Chaos Engineering for AI Agents

Project description

agent-chaos

Chaos engineering for AI agents.

The Joker: "Introduce a little anarchy. Upset the established order, and everything becomes chaos. I'm an agent of chaos. Oh, and you know the thing about chaos? It's fair!"

Your agent works in demos. It passes evals. Then it hits production: the LLM rate-limits, the tool API returns garbage, the stream cuts mid-response. The agent fails silently, confidently returns wrong answers, or loops forever.

agent-chaos breaks your agent on purpose—before production does.

Why This Exists

AI agents have failure boundaries that didn't exist before:

Boundary	What Can Break
LLM provider	Rate limits, timeouts, server errors, stream interruptions
Tool execution	API failures, malformed responses, lies
Context/memory	Corrupted retrieval, poisoned history, token overflow

Traditional chaos engineering tools (Chaos Monkey, Gremlin, Litmus) operate at the infrastructure layer—network partitions, pod failures, CPU stress.
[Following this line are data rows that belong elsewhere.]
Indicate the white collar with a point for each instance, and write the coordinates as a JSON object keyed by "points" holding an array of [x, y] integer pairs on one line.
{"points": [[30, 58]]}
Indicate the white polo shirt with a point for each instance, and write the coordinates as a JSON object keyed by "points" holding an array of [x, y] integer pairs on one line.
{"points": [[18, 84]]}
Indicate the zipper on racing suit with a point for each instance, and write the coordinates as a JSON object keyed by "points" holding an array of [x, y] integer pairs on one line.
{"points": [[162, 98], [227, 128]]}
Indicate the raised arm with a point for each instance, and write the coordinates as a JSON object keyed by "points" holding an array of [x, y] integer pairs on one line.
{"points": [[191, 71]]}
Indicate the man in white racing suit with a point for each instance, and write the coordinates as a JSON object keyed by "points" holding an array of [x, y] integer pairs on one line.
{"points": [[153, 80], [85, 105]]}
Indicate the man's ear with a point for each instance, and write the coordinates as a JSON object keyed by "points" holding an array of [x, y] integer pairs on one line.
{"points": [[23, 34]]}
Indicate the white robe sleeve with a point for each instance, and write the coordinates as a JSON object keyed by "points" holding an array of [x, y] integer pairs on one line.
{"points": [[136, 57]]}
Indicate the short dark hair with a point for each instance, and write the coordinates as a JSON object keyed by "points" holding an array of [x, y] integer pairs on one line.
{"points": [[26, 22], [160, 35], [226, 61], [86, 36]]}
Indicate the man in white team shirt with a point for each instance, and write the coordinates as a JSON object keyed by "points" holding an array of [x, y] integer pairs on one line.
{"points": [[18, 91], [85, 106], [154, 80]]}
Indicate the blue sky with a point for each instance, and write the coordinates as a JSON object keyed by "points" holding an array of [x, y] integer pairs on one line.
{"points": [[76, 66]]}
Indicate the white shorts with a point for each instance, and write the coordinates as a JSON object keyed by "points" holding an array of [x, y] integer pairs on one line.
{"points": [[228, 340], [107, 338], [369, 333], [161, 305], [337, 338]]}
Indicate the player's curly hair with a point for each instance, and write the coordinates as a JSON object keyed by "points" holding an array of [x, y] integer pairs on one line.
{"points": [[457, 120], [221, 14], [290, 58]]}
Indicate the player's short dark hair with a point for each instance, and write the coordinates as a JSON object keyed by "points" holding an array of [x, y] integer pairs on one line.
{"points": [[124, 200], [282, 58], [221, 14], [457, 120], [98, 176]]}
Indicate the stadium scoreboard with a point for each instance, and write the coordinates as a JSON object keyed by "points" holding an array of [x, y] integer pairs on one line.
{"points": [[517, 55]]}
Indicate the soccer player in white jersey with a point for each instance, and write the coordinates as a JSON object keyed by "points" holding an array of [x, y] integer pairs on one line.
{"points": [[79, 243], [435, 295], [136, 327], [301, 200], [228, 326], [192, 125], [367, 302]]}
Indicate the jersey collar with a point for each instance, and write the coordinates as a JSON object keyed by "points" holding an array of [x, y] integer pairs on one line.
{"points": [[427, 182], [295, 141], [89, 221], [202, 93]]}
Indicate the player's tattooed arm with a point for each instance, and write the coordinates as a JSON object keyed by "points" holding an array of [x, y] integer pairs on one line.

They don't understand agent-specific failure modes. They can't corrupt a tool result or cut an LLM stream after 10 chunks.

Evaluation tools (Galileo, DeepEval, LangSmith) tell you if your agent worked correctly. They judge past runs. They can't answer: "What happens when the weather API lies?"

agent-chaos injects failures. Eval tools judge outcomes. Use both.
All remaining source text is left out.